Hey guys, just wondering if anyone has any advice to this situation.

I have a media center, running:

AM2 X2 4200
2GB DDR2-667
Nvidia 8600GTS
LG GGW-H20L Blu Ray/HD-DVD
Vista Home Premium 32Bit
etc etc

with a Westinghouse 52" 1080p LCDTV.

DVDs/video/regular PC use is great, and Blu Ray looks amazing.. However, every 60-70 seconds, there is a 2-3 second stutter that affects audio and video. Doesn't look like the memory or CPU usage is spiking, and I really have no idea why it's doing this!

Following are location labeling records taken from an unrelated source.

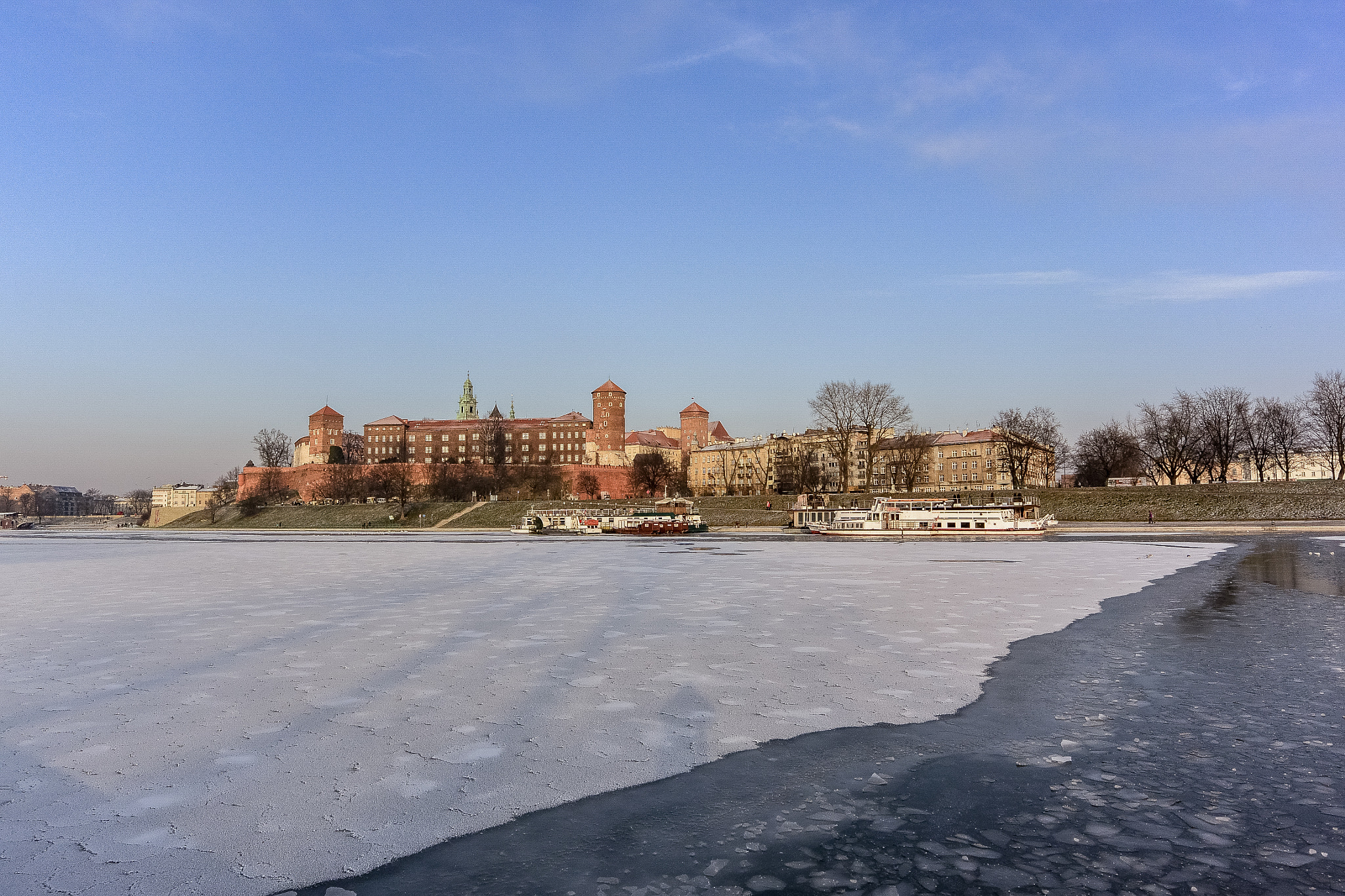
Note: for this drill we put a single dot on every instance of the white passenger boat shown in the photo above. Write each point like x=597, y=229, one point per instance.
x=903, y=516
x=669, y=516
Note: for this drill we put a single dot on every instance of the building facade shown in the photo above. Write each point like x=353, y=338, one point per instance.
x=554, y=440
x=969, y=459
x=181, y=495
x=609, y=425
x=738, y=467
x=653, y=442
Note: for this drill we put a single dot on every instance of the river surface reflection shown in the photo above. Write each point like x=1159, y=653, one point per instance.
x=1294, y=566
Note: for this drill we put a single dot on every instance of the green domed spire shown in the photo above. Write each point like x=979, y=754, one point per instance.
x=467, y=405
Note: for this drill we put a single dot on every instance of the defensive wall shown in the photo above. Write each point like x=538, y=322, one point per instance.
x=309, y=480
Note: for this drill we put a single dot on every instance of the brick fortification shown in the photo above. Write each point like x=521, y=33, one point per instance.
x=309, y=480
x=695, y=427
x=609, y=417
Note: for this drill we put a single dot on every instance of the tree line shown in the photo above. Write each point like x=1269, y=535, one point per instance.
x=1201, y=436
x=871, y=426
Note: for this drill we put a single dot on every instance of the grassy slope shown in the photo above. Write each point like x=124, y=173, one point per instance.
x=1187, y=503
x=337, y=516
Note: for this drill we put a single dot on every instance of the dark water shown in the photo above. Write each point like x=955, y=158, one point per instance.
x=1298, y=567
x=1202, y=725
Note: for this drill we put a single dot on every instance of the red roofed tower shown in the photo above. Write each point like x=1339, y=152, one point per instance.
x=609, y=417
x=695, y=427
x=324, y=433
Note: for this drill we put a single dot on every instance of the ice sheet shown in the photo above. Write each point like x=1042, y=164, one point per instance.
x=237, y=715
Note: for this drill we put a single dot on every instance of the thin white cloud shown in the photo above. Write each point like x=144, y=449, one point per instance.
x=752, y=45
x=1204, y=288
x=1028, y=278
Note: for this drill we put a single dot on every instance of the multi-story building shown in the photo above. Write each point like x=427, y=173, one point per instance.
x=820, y=452
x=552, y=440
x=181, y=495
x=608, y=440
x=43, y=500
x=653, y=442
x=969, y=459
x=738, y=467
x=326, y=430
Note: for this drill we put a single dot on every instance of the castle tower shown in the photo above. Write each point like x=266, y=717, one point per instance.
x=467, y=405
x=695, y=427
x=609, y=417
x=324, y=433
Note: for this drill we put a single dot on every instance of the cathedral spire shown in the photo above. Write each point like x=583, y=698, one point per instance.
x=467, y=403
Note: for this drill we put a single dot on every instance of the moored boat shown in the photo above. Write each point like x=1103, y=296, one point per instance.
x=669, y=516
x=903, y=516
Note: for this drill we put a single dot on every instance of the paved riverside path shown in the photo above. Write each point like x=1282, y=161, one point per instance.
x=1202, y=725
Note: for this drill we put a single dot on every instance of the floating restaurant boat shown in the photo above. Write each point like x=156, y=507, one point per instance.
x=903, y=516
x=669, y=516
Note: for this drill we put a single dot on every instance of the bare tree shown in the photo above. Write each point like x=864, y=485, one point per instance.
x=342, y=482
x=1028, y=442
x=1324, y=408
x=1164, y=435
x=491, y=433
x=835, y=413
x=213, y=505
x=141, y=500
x=649, y=473
x=879, y=412
x=273, y=448
x=726, y=464
x=353, y=445
x=1220, y=413
x=400, y=482
x=1106, y=452
x=1285, y=430
x=227, y=485
x=1256, y=438
x=906, y=456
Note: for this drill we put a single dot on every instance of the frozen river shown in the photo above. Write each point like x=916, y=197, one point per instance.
x=244, y=714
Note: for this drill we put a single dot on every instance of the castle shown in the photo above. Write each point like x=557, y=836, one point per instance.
x=565, y=440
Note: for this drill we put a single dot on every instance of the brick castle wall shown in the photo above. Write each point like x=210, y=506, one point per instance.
x=309, y=480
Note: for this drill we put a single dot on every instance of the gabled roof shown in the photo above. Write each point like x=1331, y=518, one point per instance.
x=650, y=438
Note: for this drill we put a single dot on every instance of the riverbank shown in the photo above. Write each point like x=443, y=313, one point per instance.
x=1261, y=503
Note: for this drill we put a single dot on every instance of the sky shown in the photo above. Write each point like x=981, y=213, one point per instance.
x=219, y=217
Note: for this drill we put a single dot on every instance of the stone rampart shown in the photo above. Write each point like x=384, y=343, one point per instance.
x=309, y=480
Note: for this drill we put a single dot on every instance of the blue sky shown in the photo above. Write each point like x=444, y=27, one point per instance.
x=218, y=217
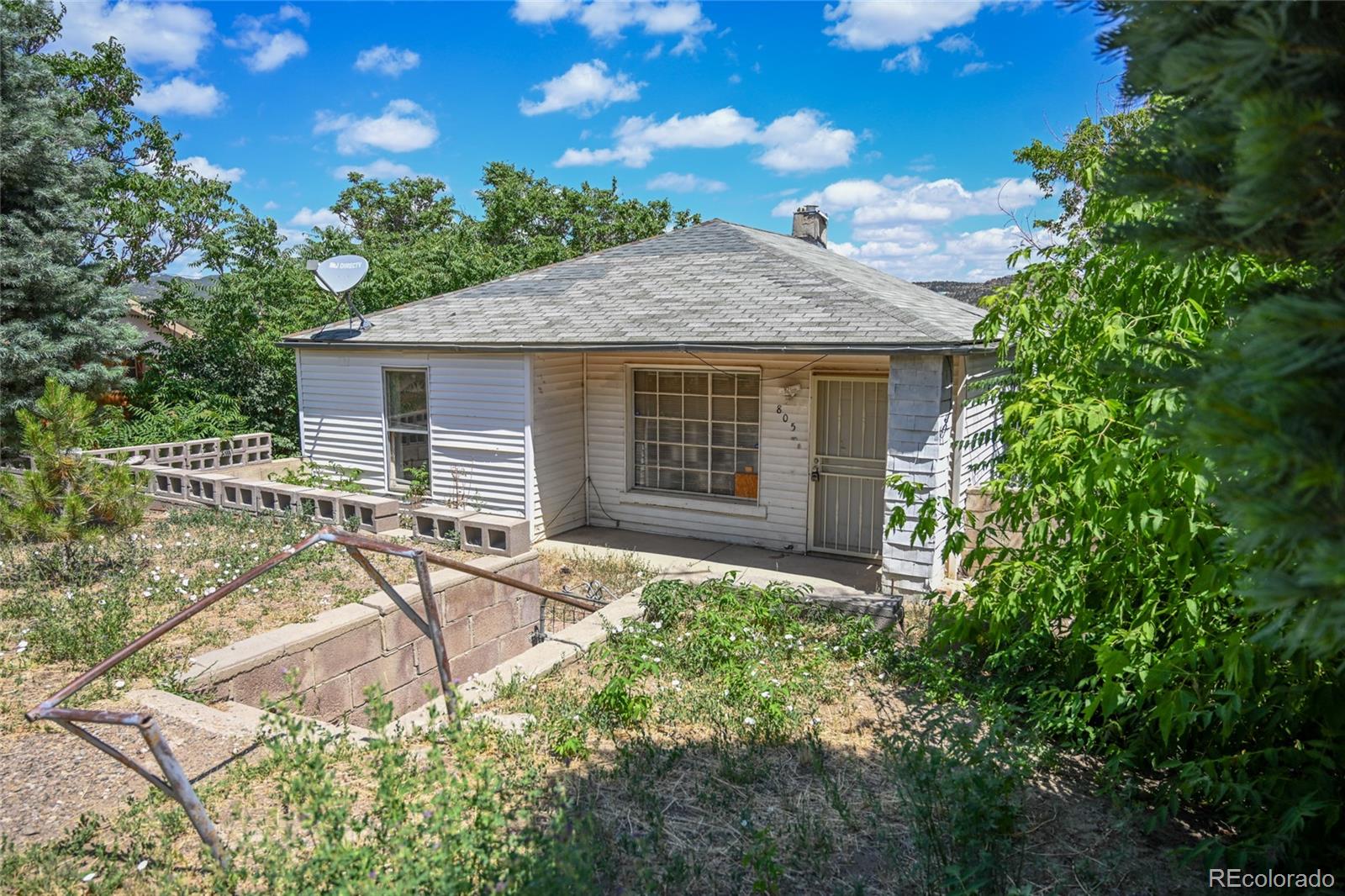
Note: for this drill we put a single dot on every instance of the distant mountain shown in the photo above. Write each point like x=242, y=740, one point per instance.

For the 60 seconds between stutters, it runs very smooth. 

Any ideas or solutions would be greatly appreciated!


----------



## basementjack (Sep 18, 2006)

Download Process explorer and process monitor from sysinternals.com (this will redirect to a microsoft page where you an download these tools

watch these tools as your system stutters and see if anything stands out (Ie is there a process that grabs 100% cpu)

Also you might check out the howtogeek.com - they've had some good tips on various topics - there might be something there that would help.


----------



## sparky77 (Feb 22, 2008)

Do you have any virus scan or antispyware/malware software running in the background or any form of instant messenging software or mail software, these types of software tend to run checks at regular time frames and rather take over a few processing cycles and often times load and unload their code from the ram, causing delays and stutters in audio processing software.


----------



## blast8180 (Jun 9, 2008)

Yes, definitely check your processes to see if there is anything hogging up the ram. 2 gigs should more than sufficient, especially with your duo-core processor. You can try defragging the computer, see if that helps any.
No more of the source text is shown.